The description is a single, efficient sentence that gets straight to the point with zero wasted words. It's appropriately sized for a simple dice rolling tool and front-loads the essential information.

Shorter descriptions cost fewer tokens and are easier for agents to parse. Every sentence should earn its place.

Completeness2/5

Given the tool's complexity, does the description cover enough for an agent to succeed on first attempt?

For a tool with no annotations, no output schema, and three parameters, the description is insufficiently complete. It doesn't explain what the tool returns, how advantage/disadvantage affects results, or provide examples of typical use cases. The agent would need to guess about the output format and behavioral details.

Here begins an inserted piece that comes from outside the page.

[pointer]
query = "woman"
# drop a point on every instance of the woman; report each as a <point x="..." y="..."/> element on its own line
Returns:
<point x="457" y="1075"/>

Complex tools with many parameters or behaviors need more documentation. Simple tools need less. This dimension scales expectations accordingly.

Parameters3/5

Does the description clarify parameter syntax, constraints, interactions, or defaults beyond what the schema provides?

The description mentions 'D&D notation' which provides context for the dice_notation parameter, but doesn't add meaningful semantic information beyond what the schema already provides. With 100% schema description coverage, the baseline is 3, and the description doesn't significantly enhance understanding of the three parameters or their interactions.

Input schemas describe structure but not intent. Descriptions should explain non-obvious parameter relationships and valid value ranges.

Purpose4/5

Does the description clearly state what the tool does and how it differs from similar tools?

The description clearly states the action ('Roll dice') and specifies the notation system ('D&D notation'), making the purpose immediately understandable. However, it doesn't differentiate from potential sibling tools like 'calculate_experience' or 'next_turn' that might also involve dice mechanics in a D&D context.

Agents choose between tools based on descriptions. A clear purpose with a specific verb and resource helps agents select the right tool.

Usage Guidelines2/5

Does the description explain when to use this tool, when not to, or what alternatives exist?

The description provides no guidance on when to use this tool versus alternatives. There's no mention of when to choose roll_dice over other tools like 'calculate_experience' or 'next_turn' that might handle dice rolling in different contexts, nor does it specify prerequisites or exclusions.

Agents often have multiple tools that could apply. Explicit usage guidance like "use X instead of Y when Z" prevents misuse.